ViLBERT (Vision-and-Language BERT) We use ViLBERT [25] , one of the recent multimodal transformer architectures that process image and text inputs through two separate transformer-based streams and combines them through transformer layers with the co-attention. It eventually outputs co-attended image and text features that can be combined (added, multiplied or concatenated) to learn a classifier for vision and language tasks. The authors proposed to use visual grounding as a self-supervised pre-training task on a large conceptual captions dataset [37] . They used the model for various downstream tasks involving vision and language, such as visual question answering, visual commonsense reasoning, and caption-based image retrieval.

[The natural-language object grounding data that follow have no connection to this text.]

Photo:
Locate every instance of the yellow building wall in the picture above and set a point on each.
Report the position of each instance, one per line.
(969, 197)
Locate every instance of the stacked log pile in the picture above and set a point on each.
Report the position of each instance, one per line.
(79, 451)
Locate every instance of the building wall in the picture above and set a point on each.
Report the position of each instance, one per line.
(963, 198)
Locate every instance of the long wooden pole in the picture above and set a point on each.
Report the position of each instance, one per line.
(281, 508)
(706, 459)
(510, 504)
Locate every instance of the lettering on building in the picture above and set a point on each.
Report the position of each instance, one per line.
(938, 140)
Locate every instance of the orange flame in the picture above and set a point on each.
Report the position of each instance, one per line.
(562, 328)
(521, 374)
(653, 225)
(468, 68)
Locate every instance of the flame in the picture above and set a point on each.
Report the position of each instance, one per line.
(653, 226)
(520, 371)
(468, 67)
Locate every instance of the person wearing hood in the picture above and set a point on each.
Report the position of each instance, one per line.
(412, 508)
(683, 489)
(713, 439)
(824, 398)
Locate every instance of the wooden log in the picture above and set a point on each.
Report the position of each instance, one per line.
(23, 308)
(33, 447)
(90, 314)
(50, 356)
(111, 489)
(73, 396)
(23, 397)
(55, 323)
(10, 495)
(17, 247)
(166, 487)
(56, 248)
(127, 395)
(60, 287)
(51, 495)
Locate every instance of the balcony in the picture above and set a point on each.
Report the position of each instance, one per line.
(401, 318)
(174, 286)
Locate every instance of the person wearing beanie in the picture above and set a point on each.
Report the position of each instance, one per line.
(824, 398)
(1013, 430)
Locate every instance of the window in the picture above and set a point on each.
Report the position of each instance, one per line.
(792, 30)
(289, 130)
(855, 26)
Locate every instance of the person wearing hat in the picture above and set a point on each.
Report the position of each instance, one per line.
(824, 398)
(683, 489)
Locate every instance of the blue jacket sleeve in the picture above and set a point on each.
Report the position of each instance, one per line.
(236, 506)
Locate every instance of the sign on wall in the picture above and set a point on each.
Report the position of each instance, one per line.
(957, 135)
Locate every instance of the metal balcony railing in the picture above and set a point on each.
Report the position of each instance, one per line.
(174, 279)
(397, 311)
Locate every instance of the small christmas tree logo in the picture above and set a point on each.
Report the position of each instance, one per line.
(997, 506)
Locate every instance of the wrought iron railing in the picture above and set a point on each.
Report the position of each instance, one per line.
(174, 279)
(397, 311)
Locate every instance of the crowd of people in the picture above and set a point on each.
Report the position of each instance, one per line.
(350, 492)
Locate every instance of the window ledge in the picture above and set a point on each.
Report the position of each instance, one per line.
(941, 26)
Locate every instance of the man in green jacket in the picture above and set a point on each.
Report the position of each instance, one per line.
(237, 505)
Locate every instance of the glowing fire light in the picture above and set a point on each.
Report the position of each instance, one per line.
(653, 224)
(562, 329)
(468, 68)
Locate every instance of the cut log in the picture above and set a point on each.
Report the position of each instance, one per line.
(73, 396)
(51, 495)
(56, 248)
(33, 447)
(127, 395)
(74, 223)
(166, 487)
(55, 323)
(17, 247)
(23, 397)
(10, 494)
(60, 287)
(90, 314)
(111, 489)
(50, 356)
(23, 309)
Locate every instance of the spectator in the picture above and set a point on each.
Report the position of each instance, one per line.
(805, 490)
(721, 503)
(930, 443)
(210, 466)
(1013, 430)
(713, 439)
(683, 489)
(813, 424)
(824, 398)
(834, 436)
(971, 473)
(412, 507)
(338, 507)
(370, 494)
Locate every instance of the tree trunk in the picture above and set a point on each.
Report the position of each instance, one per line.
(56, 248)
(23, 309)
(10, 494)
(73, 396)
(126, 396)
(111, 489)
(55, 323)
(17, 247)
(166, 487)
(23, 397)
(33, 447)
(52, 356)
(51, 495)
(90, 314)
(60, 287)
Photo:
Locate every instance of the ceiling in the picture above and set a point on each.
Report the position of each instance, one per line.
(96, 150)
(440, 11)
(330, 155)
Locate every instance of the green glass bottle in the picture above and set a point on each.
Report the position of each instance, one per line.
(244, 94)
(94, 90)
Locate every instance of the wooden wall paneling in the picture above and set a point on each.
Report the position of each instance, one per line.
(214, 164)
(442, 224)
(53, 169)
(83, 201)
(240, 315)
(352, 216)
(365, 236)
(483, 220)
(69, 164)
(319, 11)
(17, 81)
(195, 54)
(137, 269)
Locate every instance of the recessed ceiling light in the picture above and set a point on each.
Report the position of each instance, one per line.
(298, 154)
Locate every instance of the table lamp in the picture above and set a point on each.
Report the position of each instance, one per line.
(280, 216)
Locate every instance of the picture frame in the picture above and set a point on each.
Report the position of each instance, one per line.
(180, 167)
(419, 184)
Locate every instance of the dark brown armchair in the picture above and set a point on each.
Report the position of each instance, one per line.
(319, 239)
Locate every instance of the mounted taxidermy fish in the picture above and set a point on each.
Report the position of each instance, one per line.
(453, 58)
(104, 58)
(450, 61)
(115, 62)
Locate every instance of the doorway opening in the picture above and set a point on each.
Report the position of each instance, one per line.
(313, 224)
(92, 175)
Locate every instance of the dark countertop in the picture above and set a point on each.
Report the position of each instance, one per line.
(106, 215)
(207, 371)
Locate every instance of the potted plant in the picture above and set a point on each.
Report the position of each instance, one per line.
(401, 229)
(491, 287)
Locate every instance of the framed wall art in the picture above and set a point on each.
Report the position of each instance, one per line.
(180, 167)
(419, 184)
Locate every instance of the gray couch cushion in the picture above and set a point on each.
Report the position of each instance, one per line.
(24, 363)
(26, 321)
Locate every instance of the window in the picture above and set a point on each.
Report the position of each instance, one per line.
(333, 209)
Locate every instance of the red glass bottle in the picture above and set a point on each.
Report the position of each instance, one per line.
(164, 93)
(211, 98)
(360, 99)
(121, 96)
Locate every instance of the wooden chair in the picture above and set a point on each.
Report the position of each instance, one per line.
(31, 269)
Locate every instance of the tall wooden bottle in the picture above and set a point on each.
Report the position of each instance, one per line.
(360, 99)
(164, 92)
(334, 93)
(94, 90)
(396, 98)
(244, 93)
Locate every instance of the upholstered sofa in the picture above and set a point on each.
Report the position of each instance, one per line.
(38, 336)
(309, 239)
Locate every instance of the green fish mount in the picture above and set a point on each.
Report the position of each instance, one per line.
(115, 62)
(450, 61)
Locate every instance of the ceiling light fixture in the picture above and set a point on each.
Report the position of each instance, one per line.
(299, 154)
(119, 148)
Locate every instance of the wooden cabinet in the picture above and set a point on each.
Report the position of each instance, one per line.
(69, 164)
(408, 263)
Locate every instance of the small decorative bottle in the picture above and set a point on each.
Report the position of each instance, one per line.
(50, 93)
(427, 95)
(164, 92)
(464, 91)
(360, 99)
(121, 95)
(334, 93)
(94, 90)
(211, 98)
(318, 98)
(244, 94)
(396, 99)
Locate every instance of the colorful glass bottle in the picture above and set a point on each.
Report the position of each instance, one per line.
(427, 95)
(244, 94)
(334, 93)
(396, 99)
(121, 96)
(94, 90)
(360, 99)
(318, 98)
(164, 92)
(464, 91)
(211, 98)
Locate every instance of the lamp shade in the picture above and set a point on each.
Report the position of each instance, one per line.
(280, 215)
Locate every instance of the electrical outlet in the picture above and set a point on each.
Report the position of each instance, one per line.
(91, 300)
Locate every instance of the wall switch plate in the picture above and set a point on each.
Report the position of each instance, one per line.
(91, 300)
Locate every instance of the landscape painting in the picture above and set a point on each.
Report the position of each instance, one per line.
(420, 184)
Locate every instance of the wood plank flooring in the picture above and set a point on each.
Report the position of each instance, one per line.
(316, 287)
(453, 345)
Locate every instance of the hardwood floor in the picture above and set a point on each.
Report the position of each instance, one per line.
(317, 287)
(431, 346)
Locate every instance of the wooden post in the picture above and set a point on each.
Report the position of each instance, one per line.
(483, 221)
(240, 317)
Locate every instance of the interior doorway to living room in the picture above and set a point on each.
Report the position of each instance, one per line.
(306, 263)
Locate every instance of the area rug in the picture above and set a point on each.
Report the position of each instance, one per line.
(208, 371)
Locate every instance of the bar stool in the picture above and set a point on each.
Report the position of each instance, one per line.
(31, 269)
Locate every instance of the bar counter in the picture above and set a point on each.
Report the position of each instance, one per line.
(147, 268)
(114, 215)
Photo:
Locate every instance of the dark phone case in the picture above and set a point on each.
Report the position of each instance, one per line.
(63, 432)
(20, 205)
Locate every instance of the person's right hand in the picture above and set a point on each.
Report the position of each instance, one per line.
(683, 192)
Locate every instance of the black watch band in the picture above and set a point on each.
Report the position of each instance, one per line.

For the image branch, ViLBERT uses state-of-the-art object detection model Mask R-CNN [18] and extracts top 100 region proposals (boxes) and their corresponding features. These features are used in a sequence through a 5-layer image transformer, which outputs the image region embeddings. For the text branch, it uses BERT-base model to get the contextual word embeddings. A 6-layer transformer block with the co-attention follows the individual streams that outputs the co-attended image and text embeddings.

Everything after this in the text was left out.